Oh, and after taking a picture for a nice couple, they got a shot of me too.




So, I'm not one to go on a tour, (I like to do research on my own, and take in the surroundings, without someone rushing me along,) but like the Baths of Caracalla, it would have been nice to have someone tell me what I was looking at. There were more signs, at the Palatine Hill, than there were at the Baths, but it still took a lot of effort, just to figure out where I was on the map!

On the upside, I ended up with lots of photos to paint! And, it was an absolutely gorgeous day! With the afternoon light, I got a lot of shots with that beautiful orange glow on the palace ruins. 

Last night, I ended up watching this BBC video, on Youtube ... at midnight. It's so interesting and it has fantastic shots of Ancient Roman Art, as well as great shots of Italy and Pompeii, if you want to check it out.

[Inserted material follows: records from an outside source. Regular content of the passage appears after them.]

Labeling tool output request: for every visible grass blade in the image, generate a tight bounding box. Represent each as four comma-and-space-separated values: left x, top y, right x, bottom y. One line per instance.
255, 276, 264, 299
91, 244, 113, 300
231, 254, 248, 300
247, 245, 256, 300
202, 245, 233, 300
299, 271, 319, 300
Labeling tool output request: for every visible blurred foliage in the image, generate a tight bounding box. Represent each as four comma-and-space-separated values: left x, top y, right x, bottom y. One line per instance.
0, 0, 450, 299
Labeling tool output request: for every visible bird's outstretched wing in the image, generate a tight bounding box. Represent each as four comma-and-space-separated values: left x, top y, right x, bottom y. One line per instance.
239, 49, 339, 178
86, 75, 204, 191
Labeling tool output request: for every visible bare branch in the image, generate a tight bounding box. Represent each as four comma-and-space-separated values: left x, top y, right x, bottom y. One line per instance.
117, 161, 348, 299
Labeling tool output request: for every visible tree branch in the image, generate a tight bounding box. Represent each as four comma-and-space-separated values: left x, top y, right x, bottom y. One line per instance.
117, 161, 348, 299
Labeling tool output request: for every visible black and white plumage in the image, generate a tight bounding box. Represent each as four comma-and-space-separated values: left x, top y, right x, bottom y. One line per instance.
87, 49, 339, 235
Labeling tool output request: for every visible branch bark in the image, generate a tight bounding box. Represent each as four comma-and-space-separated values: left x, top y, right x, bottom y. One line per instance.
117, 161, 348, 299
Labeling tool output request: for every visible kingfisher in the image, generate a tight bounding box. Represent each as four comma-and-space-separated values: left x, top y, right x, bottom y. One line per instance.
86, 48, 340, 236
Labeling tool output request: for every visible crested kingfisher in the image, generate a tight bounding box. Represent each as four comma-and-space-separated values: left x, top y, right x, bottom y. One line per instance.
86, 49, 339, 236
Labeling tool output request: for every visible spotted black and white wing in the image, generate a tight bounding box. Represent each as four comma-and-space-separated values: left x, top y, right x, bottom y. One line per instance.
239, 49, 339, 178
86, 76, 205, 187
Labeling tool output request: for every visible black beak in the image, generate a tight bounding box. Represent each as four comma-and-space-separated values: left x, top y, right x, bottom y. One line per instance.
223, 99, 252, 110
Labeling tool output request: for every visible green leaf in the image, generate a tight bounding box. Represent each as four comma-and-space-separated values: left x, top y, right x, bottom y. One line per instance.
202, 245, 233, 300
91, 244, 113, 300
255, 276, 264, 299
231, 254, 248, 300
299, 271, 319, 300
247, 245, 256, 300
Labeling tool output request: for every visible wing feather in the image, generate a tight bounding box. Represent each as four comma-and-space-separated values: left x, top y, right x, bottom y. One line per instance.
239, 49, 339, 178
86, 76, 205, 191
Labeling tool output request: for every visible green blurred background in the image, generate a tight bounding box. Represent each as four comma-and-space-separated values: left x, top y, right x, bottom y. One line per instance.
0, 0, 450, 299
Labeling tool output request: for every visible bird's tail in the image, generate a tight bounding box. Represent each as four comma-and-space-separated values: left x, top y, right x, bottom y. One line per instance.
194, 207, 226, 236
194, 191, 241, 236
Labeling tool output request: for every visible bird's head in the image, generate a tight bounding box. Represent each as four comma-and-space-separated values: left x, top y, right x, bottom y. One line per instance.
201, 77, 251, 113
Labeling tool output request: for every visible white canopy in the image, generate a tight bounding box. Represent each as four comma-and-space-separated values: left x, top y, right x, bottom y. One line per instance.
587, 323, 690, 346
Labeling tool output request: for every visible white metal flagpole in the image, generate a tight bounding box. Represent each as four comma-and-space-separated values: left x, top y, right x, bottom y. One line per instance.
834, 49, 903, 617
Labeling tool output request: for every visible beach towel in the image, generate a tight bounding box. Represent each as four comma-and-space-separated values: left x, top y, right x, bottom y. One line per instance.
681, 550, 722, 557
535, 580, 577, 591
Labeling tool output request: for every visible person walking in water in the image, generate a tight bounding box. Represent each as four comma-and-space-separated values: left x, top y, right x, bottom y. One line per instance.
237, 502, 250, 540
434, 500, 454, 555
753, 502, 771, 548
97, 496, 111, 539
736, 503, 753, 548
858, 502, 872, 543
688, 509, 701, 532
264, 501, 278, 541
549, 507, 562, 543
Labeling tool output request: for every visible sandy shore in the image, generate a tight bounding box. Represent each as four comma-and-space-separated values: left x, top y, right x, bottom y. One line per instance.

I also found a very short video, showing how beautiful it is in the spring, with petunias and poppies around the different Roman gardens ... 



The play is over 
Acta est fabula
~Augustus Caesar 

Have an amazing weekend!!!
Blessings and light!

8 comments:

Kerry O'Gorman said...

Really gorgeous! I love those tall trees with the big tops on them...what are they? Have a great weekend Lucinda! Thanks for the tour.

KathyA said...

Beautiful, beautiful photos!! I so long to be back in Italy. Am so awestruck by the excavation sites. Would just stand there and stare!

Theresa said...

Once again...total, complete and utter inspiration girl!!
See/meet you soon at LAX hotel?
Come say hi, there is a cool music giveaway this week :)

Becky Jerdee said...

Oh, Lucinda! this was a dream of a blog visit...so many lovely photographs to drink in! I never got to Palatine Hill so it was wonderful to find it here. Thank you so, so, so much for this awesome tour. the weather looked divine, too. So happy for you and your travels.
Hugs, Becky

Loree said...

Rome is so gorgeous. The contrast of the blue sky, the green grass and the ruins makes for some gorgeous photos. If I lived there I would forever be roaming around the ruins.

villainumbria said...

Lovely pictures ...! Really great!
The trees (to answer Kerry) are Umbrella Pine trees. Very common here in Italy.

Cobalt Violet said...

Thanks for the comments ladies!

And Kerry, I love those umbrella pines too!
I've heard them called Roman pines too but I think that's just a nickname someone called them. @villainumbria is right about the name. It took a while for me to figure that one out!